The WCG's Russian-qualifying phase is to be held from August through October, and $50,000 is to be awarded to nine winners — the top three finishers in three games — said Won Suk Oh, vice president of WCG.

The winners will travel to Seoul in December for the finals, where 30 countries will compete for $300,000 in prizes. "I can't guess about the size of future prizes. In 2005, the World Cyber Games will become a real Olympics," said Won.

The Games were established in 2000 with the help of Samsung Electronics. The first tournament was held that year with 17 countries competing for prizes totaling $200,000.

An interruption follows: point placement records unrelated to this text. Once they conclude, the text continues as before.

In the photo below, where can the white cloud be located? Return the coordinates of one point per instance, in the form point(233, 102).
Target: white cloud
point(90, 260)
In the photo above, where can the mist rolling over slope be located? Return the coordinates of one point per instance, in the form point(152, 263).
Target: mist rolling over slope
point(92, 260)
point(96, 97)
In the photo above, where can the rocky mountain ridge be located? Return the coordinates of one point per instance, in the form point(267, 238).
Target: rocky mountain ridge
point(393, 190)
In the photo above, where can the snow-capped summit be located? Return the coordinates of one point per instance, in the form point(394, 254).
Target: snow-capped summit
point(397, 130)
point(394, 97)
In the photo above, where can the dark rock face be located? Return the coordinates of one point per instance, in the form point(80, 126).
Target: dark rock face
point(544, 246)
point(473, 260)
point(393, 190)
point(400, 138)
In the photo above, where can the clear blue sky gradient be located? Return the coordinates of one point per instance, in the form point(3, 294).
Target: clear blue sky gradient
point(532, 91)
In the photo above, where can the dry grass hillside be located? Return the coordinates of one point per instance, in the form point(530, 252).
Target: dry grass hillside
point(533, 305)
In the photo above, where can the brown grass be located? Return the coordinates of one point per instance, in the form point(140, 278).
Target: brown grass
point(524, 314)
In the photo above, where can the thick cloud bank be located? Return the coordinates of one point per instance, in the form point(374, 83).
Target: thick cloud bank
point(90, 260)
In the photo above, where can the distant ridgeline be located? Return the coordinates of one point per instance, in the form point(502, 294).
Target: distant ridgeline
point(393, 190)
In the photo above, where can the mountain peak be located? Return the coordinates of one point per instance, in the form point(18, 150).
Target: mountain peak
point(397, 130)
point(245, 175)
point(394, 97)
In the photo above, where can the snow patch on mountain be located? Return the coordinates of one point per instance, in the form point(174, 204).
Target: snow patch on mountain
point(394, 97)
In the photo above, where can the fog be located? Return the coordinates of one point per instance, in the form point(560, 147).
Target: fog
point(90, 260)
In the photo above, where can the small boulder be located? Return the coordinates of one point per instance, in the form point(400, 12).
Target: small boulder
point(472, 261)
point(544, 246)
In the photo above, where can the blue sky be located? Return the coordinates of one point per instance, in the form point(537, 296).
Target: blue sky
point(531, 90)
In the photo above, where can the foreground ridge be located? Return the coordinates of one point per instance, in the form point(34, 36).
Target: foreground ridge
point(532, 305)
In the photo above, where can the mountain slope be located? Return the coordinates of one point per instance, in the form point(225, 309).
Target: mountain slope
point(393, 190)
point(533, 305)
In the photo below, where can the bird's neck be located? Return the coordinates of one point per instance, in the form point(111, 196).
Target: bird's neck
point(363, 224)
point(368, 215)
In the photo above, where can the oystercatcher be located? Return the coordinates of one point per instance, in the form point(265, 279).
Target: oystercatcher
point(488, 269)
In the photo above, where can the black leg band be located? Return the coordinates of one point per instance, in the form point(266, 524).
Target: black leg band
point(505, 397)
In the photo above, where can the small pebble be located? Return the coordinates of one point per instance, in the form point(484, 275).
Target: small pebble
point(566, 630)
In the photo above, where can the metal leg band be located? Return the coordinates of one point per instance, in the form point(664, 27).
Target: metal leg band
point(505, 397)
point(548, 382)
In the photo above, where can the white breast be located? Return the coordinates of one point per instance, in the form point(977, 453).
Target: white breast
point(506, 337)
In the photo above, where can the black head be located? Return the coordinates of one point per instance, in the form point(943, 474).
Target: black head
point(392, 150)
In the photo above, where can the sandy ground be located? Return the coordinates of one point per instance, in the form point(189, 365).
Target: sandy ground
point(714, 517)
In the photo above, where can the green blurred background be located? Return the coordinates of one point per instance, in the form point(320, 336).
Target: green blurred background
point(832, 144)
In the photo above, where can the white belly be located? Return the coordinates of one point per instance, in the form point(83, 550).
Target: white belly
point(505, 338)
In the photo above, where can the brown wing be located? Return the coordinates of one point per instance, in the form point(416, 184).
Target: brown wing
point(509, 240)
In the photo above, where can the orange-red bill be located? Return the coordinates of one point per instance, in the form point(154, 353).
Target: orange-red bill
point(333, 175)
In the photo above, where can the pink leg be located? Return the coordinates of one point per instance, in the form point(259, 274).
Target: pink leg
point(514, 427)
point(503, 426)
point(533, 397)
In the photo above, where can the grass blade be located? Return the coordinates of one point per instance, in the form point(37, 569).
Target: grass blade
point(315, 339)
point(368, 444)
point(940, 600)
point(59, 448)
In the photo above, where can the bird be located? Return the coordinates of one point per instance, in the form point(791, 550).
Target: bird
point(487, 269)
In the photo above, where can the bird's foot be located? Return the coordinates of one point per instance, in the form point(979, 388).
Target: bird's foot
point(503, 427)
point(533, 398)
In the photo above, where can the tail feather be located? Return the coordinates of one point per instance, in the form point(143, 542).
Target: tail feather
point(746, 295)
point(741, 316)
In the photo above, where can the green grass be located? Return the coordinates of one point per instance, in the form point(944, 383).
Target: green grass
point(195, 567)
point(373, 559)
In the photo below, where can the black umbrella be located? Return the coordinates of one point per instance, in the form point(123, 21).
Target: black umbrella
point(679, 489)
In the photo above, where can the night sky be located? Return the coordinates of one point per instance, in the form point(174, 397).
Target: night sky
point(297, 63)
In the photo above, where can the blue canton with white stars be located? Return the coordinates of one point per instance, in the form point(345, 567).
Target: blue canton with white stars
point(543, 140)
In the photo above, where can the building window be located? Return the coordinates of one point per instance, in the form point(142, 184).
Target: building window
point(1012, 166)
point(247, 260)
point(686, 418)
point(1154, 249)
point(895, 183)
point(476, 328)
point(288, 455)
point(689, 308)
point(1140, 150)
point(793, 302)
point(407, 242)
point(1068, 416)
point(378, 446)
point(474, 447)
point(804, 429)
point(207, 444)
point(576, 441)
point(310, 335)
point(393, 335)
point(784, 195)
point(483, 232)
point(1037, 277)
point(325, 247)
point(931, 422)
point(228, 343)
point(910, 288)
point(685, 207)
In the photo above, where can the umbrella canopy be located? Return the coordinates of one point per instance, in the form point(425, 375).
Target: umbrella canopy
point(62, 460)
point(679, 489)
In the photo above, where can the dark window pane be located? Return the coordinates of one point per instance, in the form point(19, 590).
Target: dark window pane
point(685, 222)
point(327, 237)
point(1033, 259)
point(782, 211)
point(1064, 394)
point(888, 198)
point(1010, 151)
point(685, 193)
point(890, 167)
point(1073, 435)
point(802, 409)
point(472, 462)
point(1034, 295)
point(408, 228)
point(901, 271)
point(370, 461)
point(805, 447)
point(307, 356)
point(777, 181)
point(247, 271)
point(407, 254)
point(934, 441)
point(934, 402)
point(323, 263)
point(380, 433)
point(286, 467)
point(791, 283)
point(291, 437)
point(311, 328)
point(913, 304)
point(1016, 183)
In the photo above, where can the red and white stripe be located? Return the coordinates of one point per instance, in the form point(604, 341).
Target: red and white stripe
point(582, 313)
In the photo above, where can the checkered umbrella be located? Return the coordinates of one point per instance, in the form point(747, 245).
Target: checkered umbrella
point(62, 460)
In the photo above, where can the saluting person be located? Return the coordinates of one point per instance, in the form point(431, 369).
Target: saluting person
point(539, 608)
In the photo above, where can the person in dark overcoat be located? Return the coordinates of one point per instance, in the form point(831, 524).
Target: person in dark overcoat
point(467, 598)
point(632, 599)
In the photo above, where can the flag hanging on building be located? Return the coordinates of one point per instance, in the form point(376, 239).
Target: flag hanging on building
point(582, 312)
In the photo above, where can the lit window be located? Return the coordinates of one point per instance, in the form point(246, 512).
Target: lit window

The Games are backed by the Korean Olympic Committee, and the WCG emblem resembles the Olympic symbol — three overlapping rings in red, green and blue.

Russia recognized computer games as an official sport in March 2000, when the Russian Federation of Computer Sport, or RFKS, was registered. The RFKS is backed by the State Committee for Physical Education, Sport and Tourism.

With RFKS sponsorship, Intel Corp. and Formoza founded the Pentium 4 Cup, which has received the status of an official competition. The first Pentium 4 Cup will be held in July and August in 10 cities in Russia, Ukraine and Belarus.

The Games, however, have caused a row among Russian cybersportsmen. The RFKS refuses to cooperate with the WCG on account of the unresolved status of the Russian qualifying tournaments.

"If they organize a world championship, combined teams from national sports organizations should participate in it," said Konstantin Surkont, the general secretary of the RFKS.

"And now the WCG is independently forming its Russian team in violation of all the rules."

Surkont hopes in the future to reach an agreement with the WCG, which is looking to become the International Cyberolympic Committee.